Book review entries
October 14, 2005
Prime meaning first, meaning original – and the basis, of course, of the word, "Primer".
And that's what this is. It won't tell you a great deal (other than anectodal) about the history of Chaos magic, but it will tell you about doing chaos magic.
The Contents rather spell it out:
Chaos is everywhere
Liber Nice and Liber Nasty (Discordianism and the Cthuhlu mythos and magic).
This work is aimed at practitioners, rather than anyone else, but practitioner or not, reading it will give you a general overview of what Chaos practice is about – as much as anything can, that is.
For a study of chaos magic, this may not be the best book (though it should not be neglected).
The sixth and final (as of yet…) book in this excellent series. As always, it is a compilation of articles, this one including:
Modern Pagan Witchcraft (Hutton – being an updated version of information from Triumph of the Moon)
Satanism and Satanic Mythology (la Fontaine) – looks at the history, the groups, and the accusations
The witch, her victim… (de Blecourt – University of Warwick among other places!). History and discussion.
A quote from teh intorduction, "Witchcraft and magic, then, are marked both by contempraneity and by timelessness"....
A good book, worth reading if not possessing (as with all of the series, it is expensive). It needs to be supplemented by other works and original documents, but still worthwhile and important.
Level: one and a bit (it assumes some background knowledge).
October 10, 2005
Biography of Crowley, aka The Great Beast, among other things – including Perdurabo, "I will endure".
While perhaps overly sympathetic, this biography has the great grace to be readable – which so many things are not. It is also well supported by evidence – the notes are complete and the bibliography impressive.
Presenting more the man than the beast, it might well do to be balanced against with a less sympathetic tome. It is, however, a good introduction to this incredibly influential figure, taking in not only his magic(k) but his relationships, mountain climbing, publishing and art work.
Level: One (or one and a bit…).
October 09, 2005
"Aradia" may not need much introduction… but for what it's worth, it is the translation (a new translation is included, see below) of an Italian MS which was supposedly given to G Leland, purporting to detail practices of Italian witchcraft.

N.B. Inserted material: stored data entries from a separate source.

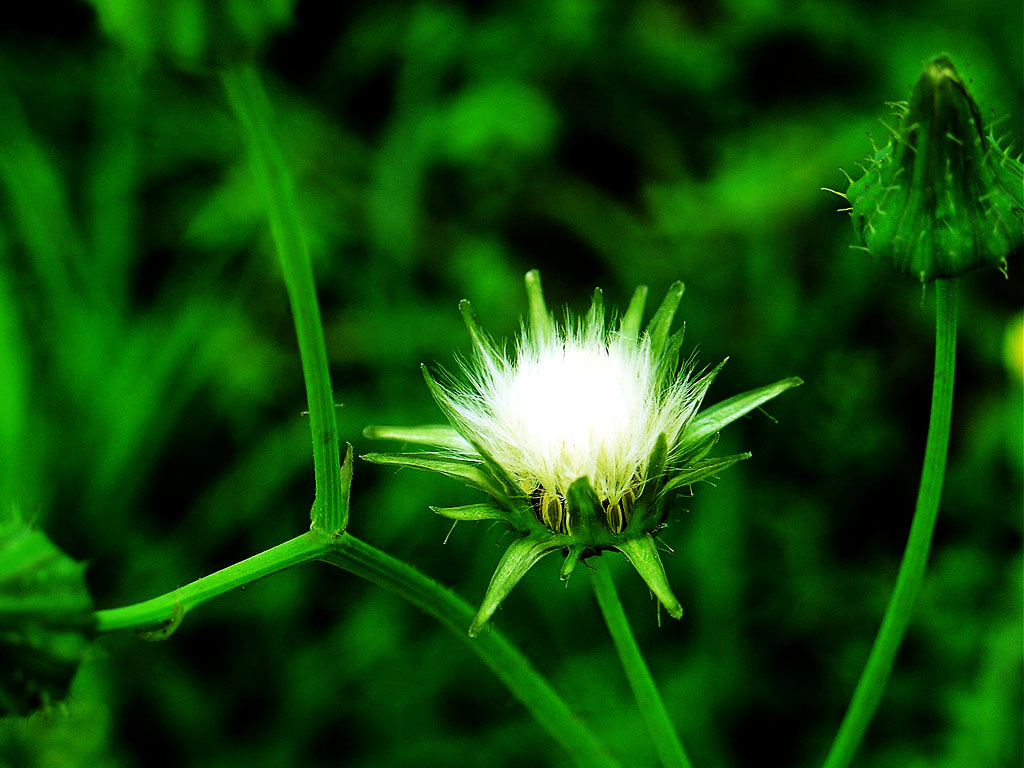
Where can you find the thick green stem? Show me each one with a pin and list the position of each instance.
(511, 667)
(158, 617)
(670, 748)
(911, 573)
(274, 181)
(161, 615)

Various debates about the provenance of the material aside (debates which are detailed in both this book and in Triumph, already listed here), Aradia was clearly used as source material by folk such as Gardner and Valiente – it contains, for instance, the basis for what became the Charge of the Goddess.
The translation here is a new one, and much better than Leland's (the original is supplied, both in dialect and in Italian – reminiscient of some editions of Dante!).

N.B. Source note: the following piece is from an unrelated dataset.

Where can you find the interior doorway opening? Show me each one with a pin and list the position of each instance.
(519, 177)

For the notes and the translation, this is a very good edition of Aradia.
Another stalwart. Another one getting on in years, but still if not unique, then groundbreaking at the time.

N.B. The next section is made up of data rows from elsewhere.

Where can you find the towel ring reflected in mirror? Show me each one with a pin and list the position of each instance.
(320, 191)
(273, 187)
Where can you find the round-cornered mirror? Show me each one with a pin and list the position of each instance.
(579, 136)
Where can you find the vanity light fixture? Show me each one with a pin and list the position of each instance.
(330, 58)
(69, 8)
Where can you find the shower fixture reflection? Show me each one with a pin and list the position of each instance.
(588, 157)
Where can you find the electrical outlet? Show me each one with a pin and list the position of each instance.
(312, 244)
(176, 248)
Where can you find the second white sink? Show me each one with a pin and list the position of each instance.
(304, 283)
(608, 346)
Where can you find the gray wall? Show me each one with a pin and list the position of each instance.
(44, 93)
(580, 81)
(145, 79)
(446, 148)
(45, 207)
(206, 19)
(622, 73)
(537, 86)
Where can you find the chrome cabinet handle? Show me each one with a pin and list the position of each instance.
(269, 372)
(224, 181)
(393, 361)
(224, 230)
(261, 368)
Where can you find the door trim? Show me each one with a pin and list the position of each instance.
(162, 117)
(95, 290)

Hutton's research is sound and well supported (as one would expect). He makes his own views known about some still controversial subjects (Leland, Old Dorothy, etc.) but his views are supported by the evidence (which is refreshing, if nothing else, considering other things written in this area).
Basic background reading.
I would have said that this book is almost required reading for anyone interested in the history of magic in the UK. Yes, it's getting on a bit – and there are bits of it which have been superceded by other research, but still, it's important enough that I've replaced it at least once (lend ye not books to students who move away…).
It takes a good look at exactly what the title says – how magic declined in popularity (perhaps questionable, but in terms of his definition of the term, "magic", a valid premise) – and also how long that decline actually took.
October 08, 2005
In theory, this book tracks the influence of "the occult" oon literature, art, science…
Needless to say, that's a slightly difficult task – by nature, and by definition, "the occult" is hidden.
Having said that, I enjoyed this book, and found it useful. There are times when the writer is more credulous than I am (I'm not at all sure I believe as much about some of the historical figures as he does), but not overly so – this is still within the realms of "read with some confidence".
For those who are new to the area, this book might assume more knowledge than is comfortable – for those who know the area well, the book will be vaguely interesting but will tell them little new. For those who have some background, but not much – it might just be a gold mine.
It has a serious lack, however, in not having an index – one must trawl through to find entries. Admittedly, these are fairly well marked but the lack of an index reduces the usefulness of the book greatly.
There's some useful information, moreso about the distant(ish) past than times nearer to our own.
Very much a broad brush approach, as it would have to be in a book of this length (222 pages) that purports to deal with ritual magic from "ancint times to the present" (back of book blurb).
As a beginning history of ritual magic, one could do worse. One might well do better but I'm not sure what book would fill that niche – because this is at least specific. Nothing to say against it, merely that it is broad brush.